Shrinking research teams
Since NHTSA’s update to the NTSB three years ago, however, the agency has yet to follow up on the recommendation. Staff cuts and departures at NHTSA last year paint a poor outlook for change.
From 2021 to 2024, the agency grew from 600 employees to 790. At the end of Trump’s first year of his second term, NHTSA had dropped to about 550 people because of governmentwide cuts and people leaving on their own.
Cash, who now works for the nonprofit Governors Highway Safety Association, was one of five employees who left NHTSA’s impaired-driving division last year. That leaves just two staff members in the division, she said.
Ian O’Dowd, a former employee in NHTSA’s behavioral research division, said he was part of a team of 16 people who studied, in part, impaired driving. Only three or four team members are still with the agency, he said.
“At some point, it becomes unwieldy for a handful of people to be managing all of the research work going on,” O’Dowd said.
NHTSA Communications Director Sean Rushton said the agency has “both the financial and personnel resources necessary to support its programs with multiple offices carrying out this work collaboratively, ensuring a comprehensive and coordinated approach.”
The 2021 infrastructure law, passed under the Biden administration, increased funding for the NHTSA state highway safety program from about $667 million in 2021 to nearly $953 million this year.
The law included $750 million to modernize crash-data programs, but as of January, over $475 million was unused. The funds expired in September 2025 unless they were obligated through a signed agreement.
A report by the U.S. Government Accountability Office found that nearly a quarter of entities awarded grants in 2022 had not received a signed agreement when surveyed between December 2024 and March 2025. It also found that over one in five grantees reported that obtaining timely replies from Transportation Department staff was moderately or very challenging.
With the Biden-era infrastructure law expiring later this year, Congress could extend the unused crash-data fund or implement a new approach to impaired driving.
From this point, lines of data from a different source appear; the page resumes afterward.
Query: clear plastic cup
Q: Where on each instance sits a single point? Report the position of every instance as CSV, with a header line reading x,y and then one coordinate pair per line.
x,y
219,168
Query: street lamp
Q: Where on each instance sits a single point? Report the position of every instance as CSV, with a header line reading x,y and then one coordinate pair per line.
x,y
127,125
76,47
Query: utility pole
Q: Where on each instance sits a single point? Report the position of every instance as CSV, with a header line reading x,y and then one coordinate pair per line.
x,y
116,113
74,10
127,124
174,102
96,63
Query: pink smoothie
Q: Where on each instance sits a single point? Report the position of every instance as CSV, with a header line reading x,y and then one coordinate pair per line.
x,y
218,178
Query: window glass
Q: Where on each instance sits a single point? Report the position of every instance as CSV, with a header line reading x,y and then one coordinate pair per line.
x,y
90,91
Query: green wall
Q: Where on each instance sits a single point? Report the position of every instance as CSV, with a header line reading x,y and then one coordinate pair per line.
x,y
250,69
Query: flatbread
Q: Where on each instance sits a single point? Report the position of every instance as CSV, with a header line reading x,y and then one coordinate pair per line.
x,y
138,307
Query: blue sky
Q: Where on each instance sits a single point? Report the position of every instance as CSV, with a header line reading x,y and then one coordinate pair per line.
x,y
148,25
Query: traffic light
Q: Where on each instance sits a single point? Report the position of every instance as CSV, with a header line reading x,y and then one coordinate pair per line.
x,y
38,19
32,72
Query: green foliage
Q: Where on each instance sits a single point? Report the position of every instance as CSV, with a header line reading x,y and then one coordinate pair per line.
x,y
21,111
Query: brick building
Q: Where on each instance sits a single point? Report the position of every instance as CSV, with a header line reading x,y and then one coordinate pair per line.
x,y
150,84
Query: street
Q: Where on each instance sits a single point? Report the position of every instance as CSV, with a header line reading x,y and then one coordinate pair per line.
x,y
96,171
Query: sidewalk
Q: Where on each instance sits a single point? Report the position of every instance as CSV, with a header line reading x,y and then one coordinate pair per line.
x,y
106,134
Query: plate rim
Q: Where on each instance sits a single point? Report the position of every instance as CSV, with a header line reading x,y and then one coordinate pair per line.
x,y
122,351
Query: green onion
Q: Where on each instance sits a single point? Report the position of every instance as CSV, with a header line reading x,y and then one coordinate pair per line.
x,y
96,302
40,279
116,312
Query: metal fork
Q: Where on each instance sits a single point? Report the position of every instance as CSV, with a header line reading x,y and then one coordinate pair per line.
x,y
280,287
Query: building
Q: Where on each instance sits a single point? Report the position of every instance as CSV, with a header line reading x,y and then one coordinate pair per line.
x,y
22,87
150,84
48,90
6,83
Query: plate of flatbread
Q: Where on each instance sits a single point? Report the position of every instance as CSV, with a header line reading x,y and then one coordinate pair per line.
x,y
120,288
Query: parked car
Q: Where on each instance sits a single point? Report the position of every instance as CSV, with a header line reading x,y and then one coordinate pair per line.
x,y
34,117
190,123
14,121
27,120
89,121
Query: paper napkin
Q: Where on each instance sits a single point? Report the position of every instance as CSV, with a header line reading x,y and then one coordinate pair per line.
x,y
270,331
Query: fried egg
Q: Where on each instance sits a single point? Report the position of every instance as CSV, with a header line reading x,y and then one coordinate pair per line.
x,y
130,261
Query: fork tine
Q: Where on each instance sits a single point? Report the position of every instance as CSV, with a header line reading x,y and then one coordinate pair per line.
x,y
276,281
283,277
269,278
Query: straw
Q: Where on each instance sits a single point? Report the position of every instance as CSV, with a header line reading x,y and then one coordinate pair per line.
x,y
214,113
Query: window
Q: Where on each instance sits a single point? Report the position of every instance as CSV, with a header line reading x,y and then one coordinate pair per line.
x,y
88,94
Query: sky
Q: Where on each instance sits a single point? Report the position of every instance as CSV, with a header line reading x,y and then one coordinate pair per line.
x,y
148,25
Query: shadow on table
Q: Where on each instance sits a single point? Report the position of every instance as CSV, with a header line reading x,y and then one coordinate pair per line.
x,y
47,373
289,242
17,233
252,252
In mid-April, House Transportation and Infrastructure Committee Chairman Sam Graves (R-Mo.) said proposed legislation could appropriate between $500 billion and $550 billion — less than half of the current bill’s $1.2 trillion — with a more “traditional” focus on roads and bridges.
The bill has since stalled amid negotiations for more funding, leaving future support uncertain.
“Certainly, we are always hoping that there will be an increase in the amount of money available to do this work,” Cash said. “Whether or not that will happen this year, I don’t know.”